Bibliographic Information (best version for telling): “Hadji’s Clever Wife.” In Great Folktales of Wit and Humor, retold by James R. Foster. Harper & Brothers, New York, 1955, 49-51.
Ethnic Origin: Turkey
Running Time: 15 minutes
1) The awe that Hadji feels over the woman’s beauty
2) The loneliness Hadji feels when he is put in jail
Why I chose these power centers:
1) The amount of awe that Hadji feels is very important to the story because it is the reason he gets arrested and is in trouble. This awe is also what causes his wife to teach him a lesson.
2) The loneliness that Hadji feels is important because it makes him realize he made a mistake and really does love his wife.
Characters: Hadji, The Pretty Lady, Hadji’s Wife, and the Judge
1) Hadji’s shop where he first sees the Pretty Lady
2) Hadji’s house where he talks with his wife
3) Outside the Pretty Lady’s House
4) The Jail
5) Before the Judge
Synopsis: A married man named Hadji falls for a beautiful woman who visits his shop to buy some spices. The woman leaves a small black bag with twelve grains of wheat in it and, to Hadji’s dismay, does not come back to claim it. After returning home Hadji’s wife figures out why her husband is upset and interprets the meaning of the black bag as being the woman’s address. Hadji listens to his wife, goes to the woman’s house and is met by her throwing a basin of water past him into the street and then slamming the door in his face. Hadji’s wife interprets this act and two more of the pretty woman’s actions for her husband before setting him up to be with the lady in her garden and then having them arrested for conversing in public as a non-married couple. After Hadji and the woman are put into jail, Hadji’s wife goes to the jail to give out cakes to the prisoners. While she is there she persuades the pretty woman to trade places with her. When their case is taken before the judge, it appears to be Hadji’s wife who was arrested with him, making their congregation in the garden legal, as they are a married couple. Hadji, realizing how clever his wife is, tells her how wonderful she is and returns home with her.
Rhymes/Special Phrases/”Flavor”: Throughout the story, its Turkish ethnicity is evident in its language. The words “hanoum” (pretty lady), “veyh, veyh” (O pity), and “lokum” (a type of Turkish cake) are all used. The foreign origin of the story is also apparent from the un-American name, Hadji.

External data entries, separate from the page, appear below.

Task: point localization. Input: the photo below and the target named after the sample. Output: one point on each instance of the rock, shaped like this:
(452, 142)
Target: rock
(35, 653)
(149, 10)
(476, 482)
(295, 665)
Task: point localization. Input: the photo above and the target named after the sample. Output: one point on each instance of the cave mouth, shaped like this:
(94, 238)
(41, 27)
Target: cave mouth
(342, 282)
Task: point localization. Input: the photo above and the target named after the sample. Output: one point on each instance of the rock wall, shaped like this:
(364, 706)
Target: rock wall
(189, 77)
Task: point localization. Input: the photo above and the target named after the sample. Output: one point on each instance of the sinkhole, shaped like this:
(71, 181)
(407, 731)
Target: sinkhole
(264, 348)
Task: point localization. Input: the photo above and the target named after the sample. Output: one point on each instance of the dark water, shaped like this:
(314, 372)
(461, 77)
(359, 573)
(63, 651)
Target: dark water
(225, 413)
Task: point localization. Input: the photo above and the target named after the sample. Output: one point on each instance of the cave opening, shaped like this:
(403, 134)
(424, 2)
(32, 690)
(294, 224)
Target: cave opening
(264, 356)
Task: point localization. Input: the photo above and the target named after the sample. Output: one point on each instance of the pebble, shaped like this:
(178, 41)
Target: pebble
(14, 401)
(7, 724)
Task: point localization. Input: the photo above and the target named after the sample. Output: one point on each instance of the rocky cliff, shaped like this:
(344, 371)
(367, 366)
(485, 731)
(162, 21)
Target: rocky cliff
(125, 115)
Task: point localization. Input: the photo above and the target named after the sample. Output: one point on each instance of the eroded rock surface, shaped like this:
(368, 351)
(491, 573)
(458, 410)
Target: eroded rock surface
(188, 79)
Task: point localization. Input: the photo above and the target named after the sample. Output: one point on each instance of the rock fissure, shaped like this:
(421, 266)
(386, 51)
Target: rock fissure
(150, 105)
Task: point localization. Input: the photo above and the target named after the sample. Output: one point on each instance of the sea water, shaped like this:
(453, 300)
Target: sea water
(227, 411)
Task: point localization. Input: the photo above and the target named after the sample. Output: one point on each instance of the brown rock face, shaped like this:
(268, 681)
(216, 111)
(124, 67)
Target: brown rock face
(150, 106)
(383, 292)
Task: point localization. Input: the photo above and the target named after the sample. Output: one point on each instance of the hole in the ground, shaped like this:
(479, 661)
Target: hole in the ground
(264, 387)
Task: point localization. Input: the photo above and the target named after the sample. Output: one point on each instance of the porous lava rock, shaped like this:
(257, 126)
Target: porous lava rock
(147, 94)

Audience (appropriateness): This story is appropriate for adults based on the development handouts we received in class. According to Melanie Rapp, people in late adolescence have a career focus, distance from parents, and self-sustained living. As an adult audience is made up of those in late adolescence as well as those who have completed adolescence, these characteristics should be evident in the story. Accordingly, “Hadji’s Clever Wife” does not speak of the characters parents, and is about a couple, that lives on its own, and has already found a place in society. Elizabeth Fenwick and Tony Smith state that those in late adolescence are engaged with the idea of stabilizing relationships. This story appeals to this interest because its main theme includes the problems involved in relationships. Another reason that this story is appropriate for an older audience is because it deals with issues like sex and adultery, which are not suitable for younger audiences.

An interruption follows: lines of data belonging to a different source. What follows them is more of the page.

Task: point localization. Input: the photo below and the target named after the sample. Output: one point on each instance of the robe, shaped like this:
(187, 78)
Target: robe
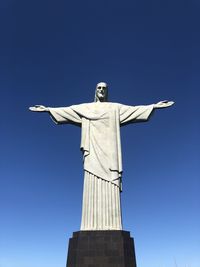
(102, 157)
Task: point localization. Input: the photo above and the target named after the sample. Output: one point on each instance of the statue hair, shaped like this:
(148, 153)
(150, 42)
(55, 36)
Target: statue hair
(106, 96)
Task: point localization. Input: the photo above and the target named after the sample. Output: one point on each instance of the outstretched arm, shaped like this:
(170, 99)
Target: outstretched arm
(39, 108)
(163, 104)
(131, 114)
(59, 115)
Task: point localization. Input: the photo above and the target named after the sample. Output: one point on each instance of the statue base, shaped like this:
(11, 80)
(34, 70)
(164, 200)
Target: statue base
(101, 249)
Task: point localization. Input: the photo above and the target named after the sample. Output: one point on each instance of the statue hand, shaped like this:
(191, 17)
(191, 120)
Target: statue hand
(39, 108)
(163, 104)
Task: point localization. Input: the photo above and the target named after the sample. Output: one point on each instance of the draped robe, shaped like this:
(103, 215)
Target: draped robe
(101, 147)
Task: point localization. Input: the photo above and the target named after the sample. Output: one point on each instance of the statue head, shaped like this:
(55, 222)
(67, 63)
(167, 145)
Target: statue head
(101, 93)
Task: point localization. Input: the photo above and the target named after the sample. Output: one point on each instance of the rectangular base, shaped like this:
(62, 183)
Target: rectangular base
(101, 249)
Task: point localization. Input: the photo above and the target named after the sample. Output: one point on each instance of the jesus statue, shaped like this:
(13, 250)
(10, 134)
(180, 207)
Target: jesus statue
(100, 122)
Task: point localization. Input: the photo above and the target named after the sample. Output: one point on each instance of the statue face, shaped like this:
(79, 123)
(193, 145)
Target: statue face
(101, 91)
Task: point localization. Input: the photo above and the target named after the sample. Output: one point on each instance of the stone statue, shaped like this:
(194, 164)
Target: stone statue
(100, 143)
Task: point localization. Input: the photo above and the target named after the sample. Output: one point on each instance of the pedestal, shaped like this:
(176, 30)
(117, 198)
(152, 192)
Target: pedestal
(101, 249)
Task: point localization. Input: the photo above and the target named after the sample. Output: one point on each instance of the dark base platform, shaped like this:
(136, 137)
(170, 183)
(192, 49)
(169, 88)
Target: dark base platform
(101, 249)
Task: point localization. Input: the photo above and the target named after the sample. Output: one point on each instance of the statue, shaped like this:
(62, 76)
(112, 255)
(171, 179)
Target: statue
(100, 143)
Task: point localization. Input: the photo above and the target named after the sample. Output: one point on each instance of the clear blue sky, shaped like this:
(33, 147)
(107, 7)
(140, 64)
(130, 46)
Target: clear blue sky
(54, 53)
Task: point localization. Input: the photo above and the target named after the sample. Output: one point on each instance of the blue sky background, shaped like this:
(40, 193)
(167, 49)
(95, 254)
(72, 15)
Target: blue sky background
(54, 53)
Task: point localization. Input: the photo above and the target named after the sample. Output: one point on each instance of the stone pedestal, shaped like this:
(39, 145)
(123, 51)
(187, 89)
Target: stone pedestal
(101, 249)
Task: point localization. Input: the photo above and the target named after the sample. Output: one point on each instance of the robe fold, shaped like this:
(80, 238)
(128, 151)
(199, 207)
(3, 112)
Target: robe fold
(102, 157)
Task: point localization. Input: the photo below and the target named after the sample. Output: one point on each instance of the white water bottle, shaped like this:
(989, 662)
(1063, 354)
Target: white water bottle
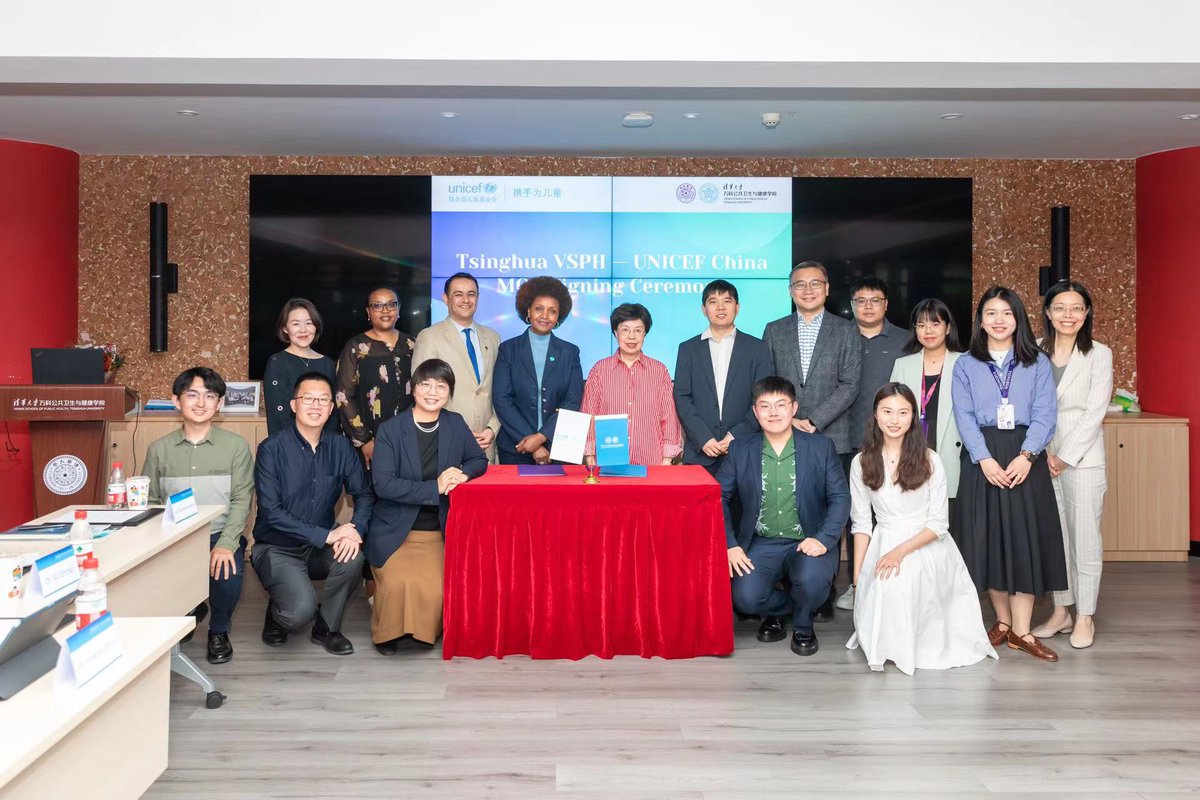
(117, 491)
(81, 537)
(91, 603)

Bibliographic information on other versions/variants: “What Happened to Hadji.” In A Harvest of World Folk Tales, retold by Milton Rugoff. The Viking Press, 1949, 171-173.
“The Goldsmith’s Wife.” In Tales of Kashmir, retold by Somnath Dhar. Anmol Publications, 1992, 204-205.
Brief comparison of all versions/variants in terms of language, rhythm, “tell-ability” “flavor,” content, etc: The differences between “Hadji’s Clever Wife” and “What Happened to Hadji” are few. Aside from inferences to Turkish culture and language that are not translated or explained, the language used to tell these two stories is basically the same. I felt that “Hadji’s Clever Wife” was better suited for telling because of the way it defines and explains the foreign matter it uses. As far as the context of the story is concerned, the two stories were almost identical in storyline.
Although extremely difficult to find another variant of the story, “The Goldsmith’s Wife” turned out to be a perfect one. Originating in India, this story is written in almost stanza-like paragraphs which greatly changed its rhythm. Although also told in an easy to understand style, its cultural language differences are great. This story uses Indian words like “Soyambar” and “durbar” that are unique to this variant. The cultural differences are especially evident in the ending of this variant which includes adding another wife to the main character’s family in addition to his first one. Finally, possibly the result of cultural differences as well, the context of this variant involves different forms of message sending from the woman to the main character.